| HN Mirror

Y	Hacker News new \| ask \| show \| jobs

by nkurz 2753 days ago

Now that edit window is over, I finally noticed the massive error in my wording in the second to last sentence. Instead, let's pretend I wrote "why would we want Id_zi to equal zero when the population is less than the threshold?" It would also be good to note again that I haven't read the paper closely, and very well might be misinterpreting what it is doing.

---

But since I'm still in this edit window, I'll add an update here. I downloaded the per zip population data from here: https://blog.splitwise.com/2013/09/18/the-2010-us-census-pop.... Then I wrote a quick Perl program (parallel to Cook's Python simulation) but using the actual per zipcode populations rather than a fixed average. After confirming Cook's 84% number with the fixed population, I ran it on the actual populations (but still with a flat distribution for age and sex) and got 63% uniques.

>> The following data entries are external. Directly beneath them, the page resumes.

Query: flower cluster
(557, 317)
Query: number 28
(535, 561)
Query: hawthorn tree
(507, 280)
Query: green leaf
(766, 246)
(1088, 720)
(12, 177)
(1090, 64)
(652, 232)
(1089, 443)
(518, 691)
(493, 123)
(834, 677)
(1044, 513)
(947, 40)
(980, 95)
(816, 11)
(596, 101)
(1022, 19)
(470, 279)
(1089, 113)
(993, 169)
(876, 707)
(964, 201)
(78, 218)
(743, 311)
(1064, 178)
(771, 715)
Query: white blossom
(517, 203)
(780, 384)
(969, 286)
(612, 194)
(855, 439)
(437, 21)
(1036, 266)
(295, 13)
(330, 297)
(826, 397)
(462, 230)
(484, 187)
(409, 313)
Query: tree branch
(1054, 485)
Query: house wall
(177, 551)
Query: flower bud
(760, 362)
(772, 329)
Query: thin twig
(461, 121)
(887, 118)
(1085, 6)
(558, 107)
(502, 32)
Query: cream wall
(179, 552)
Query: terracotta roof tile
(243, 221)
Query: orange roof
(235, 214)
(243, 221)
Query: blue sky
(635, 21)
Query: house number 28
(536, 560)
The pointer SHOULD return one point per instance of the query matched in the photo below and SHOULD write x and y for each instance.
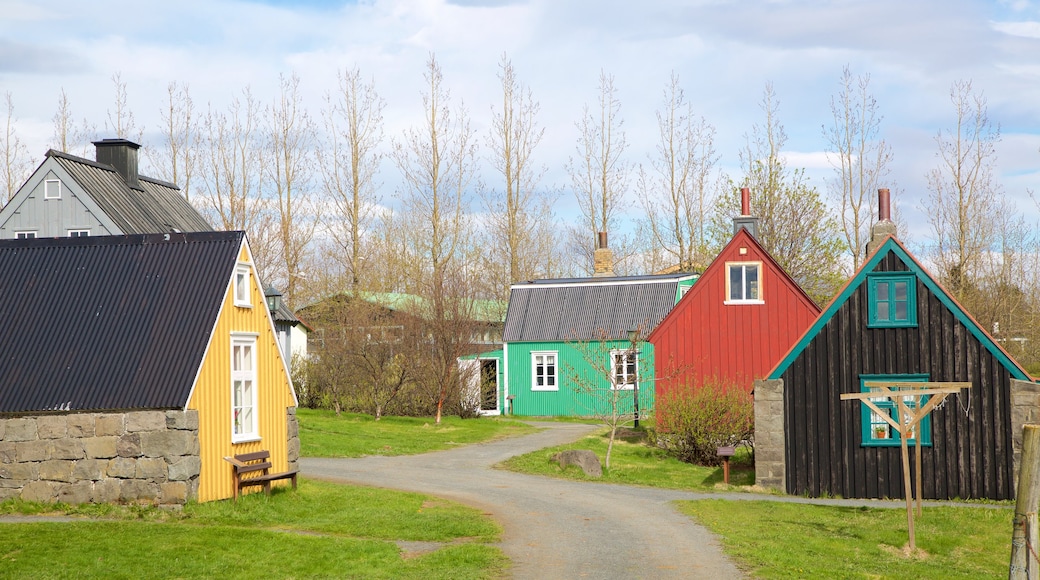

Presumably this number would drop somewhat further with actual age distributions, but I don't know how far exactly. My current belief is that Sweeney's paper does a good job of calling attention to the fact that risk of identification is high, but the methodology and exact numbers should not be trusted. The actual percentage of Americans identifiable by (zip, dob, sex) is large, but something less than 63%. It might be interesting to run the simulation with actual age bracket data, but I didn't find this in any easy to download format, so I think I'll stop here.